Она засмеялась и взяла следующую картофелину.

– Но я по-прежнему не готова встретиться один на один с существом, которому требуется восемь ног, чтобы пересечь комнату.

Чейз хмыкнул.

– Приятно знать, что есть вещи, которые не меняются.

Ее улыбка погасла.

– Да, приятно.

Минуту-другую они работали в тишине. Энни чистила картошку, Чейз резал лук. Затем Чейз заговорил:

– Энни? Я… э-э-э… хотел тебе объяснить… Надеюсь, ты понимаешь… – Он сглотнул. – Когда я сказал, что ты ходила на все эти курсы, чтобы позлить меня…

Щеки Энни порозовели.

– Все в порядке.

– Нет. Не в порядке. Я знаю, что тебе доставляло удовольствие изучать все это. Поэзию, живопись… Просто это не мое. Черт, если бы мне пришлось изучать какие-нибудь гуманитарные науки, чтобы получить диплом инженера, я бы никогда его не получил. Наверное, до сих пор зарабатывал бы на жизнь, копая канавы.

Энни улыбнулась и покачала головой.

– Ты знаешь, что это неправда. – Она взглянула на него снова и сосредоточилась на чистке картофеля. – Конечно, я изучала все эти предметы не потому, что они тебе не нравятся. Я правда люблю поэзию, живопись и все остальное. – Она наклонила голову, и волосы упали ей на лицо. – Но, должна признаться, мне доставляло удовольствие видеть недоумение у тебя в глазах, когда речь шла о каком-нибудь поэте восемнадцатого века. – Она внезапно подняла голову, на губах ее трепетала лукавая улыбка. – Нет, не потому, что я чувствовала себя умнее и все такое, а потому… потому, что только так могла доказать, что что-то из себя представляю, понимаешь? Хотя я и была только домохозяйкой, это не означало…

Только домохозяйкой? – Он рассмеялся. – Удачное определение для женщины, которая прекрасно вела хозяйство, растила нашего ребенка и развлекала всех этих шутов, которых мне надо было умасливать, чтобы компания набирала обороты.

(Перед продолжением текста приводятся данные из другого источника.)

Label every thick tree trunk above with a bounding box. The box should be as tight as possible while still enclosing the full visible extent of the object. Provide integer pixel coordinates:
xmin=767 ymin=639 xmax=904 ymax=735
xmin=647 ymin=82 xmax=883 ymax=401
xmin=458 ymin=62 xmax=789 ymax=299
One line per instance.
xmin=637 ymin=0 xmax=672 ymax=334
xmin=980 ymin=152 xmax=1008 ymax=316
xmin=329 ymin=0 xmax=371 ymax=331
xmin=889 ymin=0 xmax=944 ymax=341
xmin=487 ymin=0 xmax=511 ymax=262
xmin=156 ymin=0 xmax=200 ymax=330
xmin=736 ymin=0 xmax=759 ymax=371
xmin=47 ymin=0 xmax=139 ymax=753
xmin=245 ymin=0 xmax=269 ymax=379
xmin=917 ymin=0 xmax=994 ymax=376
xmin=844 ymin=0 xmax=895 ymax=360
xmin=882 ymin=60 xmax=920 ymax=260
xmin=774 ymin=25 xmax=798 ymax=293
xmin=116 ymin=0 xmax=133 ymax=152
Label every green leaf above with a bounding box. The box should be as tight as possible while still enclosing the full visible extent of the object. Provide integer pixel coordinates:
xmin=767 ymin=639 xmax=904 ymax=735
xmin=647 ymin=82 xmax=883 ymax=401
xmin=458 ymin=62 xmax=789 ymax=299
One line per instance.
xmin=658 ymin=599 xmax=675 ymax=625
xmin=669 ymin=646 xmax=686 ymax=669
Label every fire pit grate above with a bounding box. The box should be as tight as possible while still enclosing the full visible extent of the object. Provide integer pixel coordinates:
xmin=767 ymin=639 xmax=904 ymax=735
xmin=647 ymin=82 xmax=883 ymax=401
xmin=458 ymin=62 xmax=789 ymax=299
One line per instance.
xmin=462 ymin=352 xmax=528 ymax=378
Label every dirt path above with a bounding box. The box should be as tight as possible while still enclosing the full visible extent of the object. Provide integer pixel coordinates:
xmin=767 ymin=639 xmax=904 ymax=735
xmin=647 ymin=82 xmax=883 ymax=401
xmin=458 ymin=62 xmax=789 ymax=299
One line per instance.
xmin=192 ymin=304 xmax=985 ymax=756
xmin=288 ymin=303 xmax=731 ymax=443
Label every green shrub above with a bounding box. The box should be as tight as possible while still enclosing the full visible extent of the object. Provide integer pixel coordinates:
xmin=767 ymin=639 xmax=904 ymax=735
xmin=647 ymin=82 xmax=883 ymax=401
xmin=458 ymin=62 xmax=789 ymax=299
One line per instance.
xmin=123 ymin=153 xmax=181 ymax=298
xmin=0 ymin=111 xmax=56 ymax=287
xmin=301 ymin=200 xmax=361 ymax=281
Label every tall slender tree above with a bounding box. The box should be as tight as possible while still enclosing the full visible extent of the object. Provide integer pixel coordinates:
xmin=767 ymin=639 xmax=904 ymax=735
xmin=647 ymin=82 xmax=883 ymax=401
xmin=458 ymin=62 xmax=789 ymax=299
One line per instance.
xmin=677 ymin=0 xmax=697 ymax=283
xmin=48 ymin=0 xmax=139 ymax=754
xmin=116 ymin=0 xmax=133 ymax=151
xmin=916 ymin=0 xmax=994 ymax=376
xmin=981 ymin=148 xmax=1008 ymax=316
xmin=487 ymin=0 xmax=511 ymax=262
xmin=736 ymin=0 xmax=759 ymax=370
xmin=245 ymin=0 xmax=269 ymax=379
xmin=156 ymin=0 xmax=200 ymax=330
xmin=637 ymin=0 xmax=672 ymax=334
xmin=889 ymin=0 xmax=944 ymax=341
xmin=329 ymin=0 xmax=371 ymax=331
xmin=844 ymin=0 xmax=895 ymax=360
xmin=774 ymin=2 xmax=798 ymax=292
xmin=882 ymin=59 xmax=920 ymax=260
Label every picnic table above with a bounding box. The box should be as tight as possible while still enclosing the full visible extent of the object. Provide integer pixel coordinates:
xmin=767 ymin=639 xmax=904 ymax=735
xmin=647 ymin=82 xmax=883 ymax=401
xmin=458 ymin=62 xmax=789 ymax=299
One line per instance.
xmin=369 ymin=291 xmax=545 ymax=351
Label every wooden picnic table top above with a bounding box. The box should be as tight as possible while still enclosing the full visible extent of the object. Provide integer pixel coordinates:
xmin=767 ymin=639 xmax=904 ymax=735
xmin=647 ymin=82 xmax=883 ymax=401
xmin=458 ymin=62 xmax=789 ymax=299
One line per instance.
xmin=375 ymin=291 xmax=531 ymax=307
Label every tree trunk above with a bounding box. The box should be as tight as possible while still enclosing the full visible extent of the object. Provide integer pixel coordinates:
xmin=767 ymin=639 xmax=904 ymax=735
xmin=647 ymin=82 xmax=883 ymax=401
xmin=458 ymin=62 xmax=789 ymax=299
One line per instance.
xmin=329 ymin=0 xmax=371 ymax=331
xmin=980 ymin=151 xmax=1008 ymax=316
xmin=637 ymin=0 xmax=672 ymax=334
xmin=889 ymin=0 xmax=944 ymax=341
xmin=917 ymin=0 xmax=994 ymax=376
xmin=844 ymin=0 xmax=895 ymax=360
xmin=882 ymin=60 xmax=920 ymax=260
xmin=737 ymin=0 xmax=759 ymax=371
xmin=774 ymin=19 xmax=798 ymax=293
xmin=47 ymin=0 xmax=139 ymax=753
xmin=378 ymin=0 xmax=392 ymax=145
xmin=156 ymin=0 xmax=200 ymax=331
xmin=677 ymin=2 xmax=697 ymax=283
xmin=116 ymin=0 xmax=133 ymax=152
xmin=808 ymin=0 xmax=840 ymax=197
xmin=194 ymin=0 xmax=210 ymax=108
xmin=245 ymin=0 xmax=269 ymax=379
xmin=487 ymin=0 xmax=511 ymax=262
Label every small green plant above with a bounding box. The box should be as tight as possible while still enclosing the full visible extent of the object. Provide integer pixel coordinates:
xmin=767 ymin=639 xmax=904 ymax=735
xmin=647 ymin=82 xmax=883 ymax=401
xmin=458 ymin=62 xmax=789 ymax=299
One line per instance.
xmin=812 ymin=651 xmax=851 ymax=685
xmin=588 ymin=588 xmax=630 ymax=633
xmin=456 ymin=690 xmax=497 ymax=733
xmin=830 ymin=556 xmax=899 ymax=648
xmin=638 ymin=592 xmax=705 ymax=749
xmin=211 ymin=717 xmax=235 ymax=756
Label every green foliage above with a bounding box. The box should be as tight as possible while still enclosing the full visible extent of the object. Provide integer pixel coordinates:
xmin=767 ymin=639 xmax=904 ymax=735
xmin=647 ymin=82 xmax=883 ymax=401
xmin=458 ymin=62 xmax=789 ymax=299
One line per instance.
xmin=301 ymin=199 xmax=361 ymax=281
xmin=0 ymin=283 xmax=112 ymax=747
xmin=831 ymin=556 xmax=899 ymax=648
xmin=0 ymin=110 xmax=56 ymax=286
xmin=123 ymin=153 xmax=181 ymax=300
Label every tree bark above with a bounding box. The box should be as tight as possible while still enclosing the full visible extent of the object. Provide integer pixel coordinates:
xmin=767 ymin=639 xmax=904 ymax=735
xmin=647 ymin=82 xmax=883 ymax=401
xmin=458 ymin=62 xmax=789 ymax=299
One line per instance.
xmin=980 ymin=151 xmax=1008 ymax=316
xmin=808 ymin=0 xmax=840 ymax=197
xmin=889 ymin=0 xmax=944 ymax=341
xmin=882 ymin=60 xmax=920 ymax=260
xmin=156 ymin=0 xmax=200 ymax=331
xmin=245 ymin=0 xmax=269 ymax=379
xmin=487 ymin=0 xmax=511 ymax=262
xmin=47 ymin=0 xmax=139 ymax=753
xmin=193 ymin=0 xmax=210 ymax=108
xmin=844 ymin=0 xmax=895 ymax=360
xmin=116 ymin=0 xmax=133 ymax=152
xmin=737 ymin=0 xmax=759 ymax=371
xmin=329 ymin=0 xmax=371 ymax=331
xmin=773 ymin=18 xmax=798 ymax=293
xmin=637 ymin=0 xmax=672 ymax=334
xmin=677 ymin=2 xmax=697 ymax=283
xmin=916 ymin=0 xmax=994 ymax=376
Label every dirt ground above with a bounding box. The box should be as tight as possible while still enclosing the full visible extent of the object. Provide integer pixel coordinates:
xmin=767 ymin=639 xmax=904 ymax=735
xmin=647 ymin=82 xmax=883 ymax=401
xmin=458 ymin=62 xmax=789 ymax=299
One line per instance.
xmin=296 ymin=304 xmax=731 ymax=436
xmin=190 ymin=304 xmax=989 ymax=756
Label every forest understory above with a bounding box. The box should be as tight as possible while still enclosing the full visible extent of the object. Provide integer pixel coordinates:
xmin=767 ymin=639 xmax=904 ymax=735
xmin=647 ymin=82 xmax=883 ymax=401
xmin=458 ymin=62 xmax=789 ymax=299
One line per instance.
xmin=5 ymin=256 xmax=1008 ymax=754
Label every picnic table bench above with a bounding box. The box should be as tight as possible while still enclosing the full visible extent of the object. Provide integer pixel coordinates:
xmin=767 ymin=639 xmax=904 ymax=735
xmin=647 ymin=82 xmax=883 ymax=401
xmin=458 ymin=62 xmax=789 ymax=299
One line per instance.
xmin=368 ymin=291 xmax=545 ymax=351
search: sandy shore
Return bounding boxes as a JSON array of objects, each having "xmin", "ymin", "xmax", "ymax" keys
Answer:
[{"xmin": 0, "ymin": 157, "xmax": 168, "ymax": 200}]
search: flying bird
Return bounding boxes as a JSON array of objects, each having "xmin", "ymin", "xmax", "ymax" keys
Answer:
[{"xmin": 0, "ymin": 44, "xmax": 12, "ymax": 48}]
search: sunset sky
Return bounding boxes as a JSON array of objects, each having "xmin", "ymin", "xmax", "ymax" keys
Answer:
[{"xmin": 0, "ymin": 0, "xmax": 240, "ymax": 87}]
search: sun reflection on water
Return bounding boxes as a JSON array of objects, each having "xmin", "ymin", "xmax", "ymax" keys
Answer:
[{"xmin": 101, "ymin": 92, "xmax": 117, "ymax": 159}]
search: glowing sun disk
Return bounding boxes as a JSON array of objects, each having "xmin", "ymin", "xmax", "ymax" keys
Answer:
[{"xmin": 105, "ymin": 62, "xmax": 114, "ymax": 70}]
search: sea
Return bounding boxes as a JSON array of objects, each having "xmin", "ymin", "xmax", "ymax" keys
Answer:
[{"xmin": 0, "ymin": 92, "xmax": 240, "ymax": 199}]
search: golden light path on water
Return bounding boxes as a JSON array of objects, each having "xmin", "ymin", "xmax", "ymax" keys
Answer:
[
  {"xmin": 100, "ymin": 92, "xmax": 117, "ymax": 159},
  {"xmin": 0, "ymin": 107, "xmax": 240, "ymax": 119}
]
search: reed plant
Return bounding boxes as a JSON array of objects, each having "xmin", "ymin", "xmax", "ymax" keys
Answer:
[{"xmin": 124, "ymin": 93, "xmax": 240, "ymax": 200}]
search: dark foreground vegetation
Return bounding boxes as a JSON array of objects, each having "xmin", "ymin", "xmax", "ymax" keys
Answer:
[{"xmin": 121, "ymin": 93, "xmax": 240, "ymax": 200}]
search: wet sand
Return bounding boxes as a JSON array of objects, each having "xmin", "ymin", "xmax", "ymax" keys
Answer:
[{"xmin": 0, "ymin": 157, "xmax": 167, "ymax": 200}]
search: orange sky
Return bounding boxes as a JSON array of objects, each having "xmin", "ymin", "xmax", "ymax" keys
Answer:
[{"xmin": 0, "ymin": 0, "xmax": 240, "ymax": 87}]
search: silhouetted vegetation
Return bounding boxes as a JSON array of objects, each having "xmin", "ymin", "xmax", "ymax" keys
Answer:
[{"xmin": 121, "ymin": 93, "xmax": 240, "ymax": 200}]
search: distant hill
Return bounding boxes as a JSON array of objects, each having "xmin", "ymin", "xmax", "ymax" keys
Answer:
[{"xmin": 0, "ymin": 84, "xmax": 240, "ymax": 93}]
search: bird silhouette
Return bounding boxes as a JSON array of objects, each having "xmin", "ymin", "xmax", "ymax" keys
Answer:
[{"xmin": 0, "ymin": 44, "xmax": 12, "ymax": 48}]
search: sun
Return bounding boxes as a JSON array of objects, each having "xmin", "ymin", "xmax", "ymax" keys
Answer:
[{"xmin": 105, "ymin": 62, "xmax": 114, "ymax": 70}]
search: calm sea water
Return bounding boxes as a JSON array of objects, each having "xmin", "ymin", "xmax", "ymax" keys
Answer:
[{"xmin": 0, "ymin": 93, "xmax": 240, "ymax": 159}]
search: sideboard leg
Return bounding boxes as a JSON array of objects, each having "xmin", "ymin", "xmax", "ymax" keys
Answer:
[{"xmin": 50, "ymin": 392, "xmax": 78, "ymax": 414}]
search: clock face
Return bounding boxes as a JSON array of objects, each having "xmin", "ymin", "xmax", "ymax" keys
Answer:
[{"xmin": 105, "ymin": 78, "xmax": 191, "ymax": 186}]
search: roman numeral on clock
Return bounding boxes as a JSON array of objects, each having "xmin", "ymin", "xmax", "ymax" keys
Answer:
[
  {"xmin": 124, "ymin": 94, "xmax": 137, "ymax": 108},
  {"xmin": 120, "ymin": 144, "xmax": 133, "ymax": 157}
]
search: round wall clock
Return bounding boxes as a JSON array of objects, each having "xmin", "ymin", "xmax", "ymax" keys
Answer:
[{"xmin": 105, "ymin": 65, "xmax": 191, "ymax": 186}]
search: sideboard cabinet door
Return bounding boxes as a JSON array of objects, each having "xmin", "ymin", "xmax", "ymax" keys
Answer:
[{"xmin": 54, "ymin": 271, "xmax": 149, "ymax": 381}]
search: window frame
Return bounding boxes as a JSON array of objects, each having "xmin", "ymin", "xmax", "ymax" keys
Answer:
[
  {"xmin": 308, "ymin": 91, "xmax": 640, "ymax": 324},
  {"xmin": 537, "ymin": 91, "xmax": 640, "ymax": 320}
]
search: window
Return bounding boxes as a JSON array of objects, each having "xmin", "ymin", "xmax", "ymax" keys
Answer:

– Значит, я потратила напрасно уйму времени, жалея себя.

– Если кто-то и потратил время напрасно, так это я. Я должен был сказать тебе, как горжусь всем, что ты делаешь. Но я был слишком занят: пытался встать на ноги и радовался тому, что мне удалось достичь гораздо большего, чем виделось отцу в мечтах. Достичь того, чем…

Того, чем ты могла бы гордиться, почти сказал Чейз, но вовремя одернул себя. Теперь слишком поздно говорить об этом.

– Ладно, какая разница, – сказал он резко. – Столько воды утекло. – Он занялся луком. А потом произнес: – По крайней мере теперь я знаю, что ты ходила на все эти лекции не для того, чтобы поменьше видеть меня.

– Ты не настолько часто бывал дома, чтобы мне нужно было об этом беспокоиться, – сдержанно сказала она.

– Ты уже могла бы получить степень, – сказал он, благоразумно решив, что лучше обойти минное поле, – если бы занималась чем-то одним…

– Мне это не нужно. – Энни очистила последнюю картофелину, положила нож и вытерла руки полотенцем. – Все окупилось курсами по цветоводству. – В ее голосе прозвучала нотка гордости. – «Цветы от Энни» – это успех, Чейз. У меня уже работает несколько сотрудников, и я думаю о том, чтобы заняться дизайном ландшафтов.

– Замечательно!

– Если честно, то не уверена, что мне когда-то был нужен диплом колледжа. Там пришлось бы изучать уйму предметов, которые мне совершенно неинтересны. Я просто… просто немного расширила кругозор. Чему-то научилась. Я ведь закончила только школу…

Чейз бросил свой нож, схватил ее за плечи и развернул к себе.

– Ты была лучшей ученицей в классе, черт возьми! Мы ведь все это обсуждали, помнишь? Старались решить, можем ли оба поступить в колледж и пожениться, и поняли, что не в состоянии себе это позволить. – Его лицо исказилось гримасой. – Поэтому поступил я. А ты – нет. Ты устроилась на эту ужасную работу, готовила гамбургеры…

– Сначала я готовила рыбное филе. Потом жареную картошку. Гамбургеры – это был уже шаг вперед.

– Всем, чего мы добились… всем, чего я добился сегодня, я обязан тебе.

– Ты мне ничем не обязан, Чейз. Никогда не был обязан. Ты что, не понимаешь? – Она вздохнула. – Я хотела выйти за тебя замуж намного сильнее, чем поступить в колледж.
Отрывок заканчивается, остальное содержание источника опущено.